The Kennesaw House is a three-story historic building in downtown Marietta, Georgia. It houses the Marietta History Center. The building is west of the town square, adjacent to the CSX (originally Western and Atlantic Railroad) tracks.

==History==
The Kennesaw House was built in 1845, making it one of Marietta's oldest buildings. Intended to be a cotton warehouse, the building was turned into the Fletcher House hotel in 1855 after it was purchased by Dix Fletcher. The Fletcher as it was called was where the Great Locomotive Chase began. While some may claim it started in Big Shanty (now Kennesaw), it began at the Fletcher House. James Andrews, a civilian working with the Union Army, made his way down to Marietta along with disguised Union soldiers in April 1862. On the night of April 11, Andrews and some of the men spent the night at the Fletcher House. A historic reproduction of what the room may have looked like has been re-created at the Marietta Museum of History, in the room that the men supposedly slept. The men, along with their leader James Andrews boarded the train on April 12 with the rest of the passengers. The Kennesaw House was one of the only buildings in Marietta not burned to the ground during William Tecumseh Sherman's Atlanta campaign, partly because Fletcher was a Mason, and his son-in-law was a Union spy. The building, like many others on the Marietta square was converted to a war hospital for the Confederate Army and later Union Army.

In 1920, the first floor was renovated and converted to retail shops. In 1979, the entire building was renovated. The renovation included removing the white facade from the building to expose the original brickwork while completely demolishing the interior. The few original parts of the building are the wooden staircases and some of the fireplaces. The 1979 renovation saw the top two floors were converted into offices, with the bottom being the Brickworks restaurant.
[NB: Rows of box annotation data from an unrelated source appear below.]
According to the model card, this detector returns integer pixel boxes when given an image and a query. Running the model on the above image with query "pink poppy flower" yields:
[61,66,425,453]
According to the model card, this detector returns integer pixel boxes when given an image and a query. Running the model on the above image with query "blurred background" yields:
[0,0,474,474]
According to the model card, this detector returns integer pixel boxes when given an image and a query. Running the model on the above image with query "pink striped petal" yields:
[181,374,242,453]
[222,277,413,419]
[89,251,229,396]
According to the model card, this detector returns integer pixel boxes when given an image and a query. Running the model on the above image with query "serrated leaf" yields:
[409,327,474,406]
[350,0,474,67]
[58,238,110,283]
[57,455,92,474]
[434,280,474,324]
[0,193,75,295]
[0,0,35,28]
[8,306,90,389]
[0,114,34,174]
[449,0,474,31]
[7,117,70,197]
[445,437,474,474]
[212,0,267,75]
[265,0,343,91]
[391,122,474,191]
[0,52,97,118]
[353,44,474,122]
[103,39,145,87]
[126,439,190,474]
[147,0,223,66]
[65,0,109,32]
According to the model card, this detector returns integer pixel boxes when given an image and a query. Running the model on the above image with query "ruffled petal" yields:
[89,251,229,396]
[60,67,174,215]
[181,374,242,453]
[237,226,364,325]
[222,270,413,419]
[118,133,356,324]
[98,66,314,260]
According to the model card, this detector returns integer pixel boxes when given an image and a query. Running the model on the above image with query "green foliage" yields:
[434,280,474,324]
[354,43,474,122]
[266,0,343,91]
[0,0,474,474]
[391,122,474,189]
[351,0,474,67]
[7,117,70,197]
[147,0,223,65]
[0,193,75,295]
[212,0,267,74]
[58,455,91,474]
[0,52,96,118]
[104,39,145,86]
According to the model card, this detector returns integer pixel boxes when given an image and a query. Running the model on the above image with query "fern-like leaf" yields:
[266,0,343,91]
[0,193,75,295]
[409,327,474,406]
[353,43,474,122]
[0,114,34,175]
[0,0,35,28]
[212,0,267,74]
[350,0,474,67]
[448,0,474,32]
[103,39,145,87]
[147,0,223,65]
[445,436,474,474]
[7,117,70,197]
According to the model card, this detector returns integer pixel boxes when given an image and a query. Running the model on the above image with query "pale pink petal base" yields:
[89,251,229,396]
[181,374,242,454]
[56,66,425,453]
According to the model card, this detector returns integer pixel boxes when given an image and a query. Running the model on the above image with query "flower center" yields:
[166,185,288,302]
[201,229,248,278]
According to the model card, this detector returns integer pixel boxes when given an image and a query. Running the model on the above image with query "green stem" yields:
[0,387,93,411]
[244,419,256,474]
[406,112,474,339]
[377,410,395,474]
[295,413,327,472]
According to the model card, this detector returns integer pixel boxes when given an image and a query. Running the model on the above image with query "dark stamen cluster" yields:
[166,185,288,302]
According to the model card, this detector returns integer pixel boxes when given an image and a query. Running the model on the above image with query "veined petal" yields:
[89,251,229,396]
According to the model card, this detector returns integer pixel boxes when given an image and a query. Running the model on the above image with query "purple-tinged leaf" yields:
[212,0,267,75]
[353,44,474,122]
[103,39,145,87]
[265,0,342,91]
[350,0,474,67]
Finally, in 1996, the Marietta Museum of History (now the Marietta History Center) assumed occupancy of the second floor then took over the third floor after the Junior League and Southern Baseball Federation left.
Since 2010, the Center occupies the entire building with the first floor containing an event rental space, Museum Store and staff offices. The second floor features the Center's exhibits and gallery spaces. The third floor contains the collections storage and the rest of the staff offices.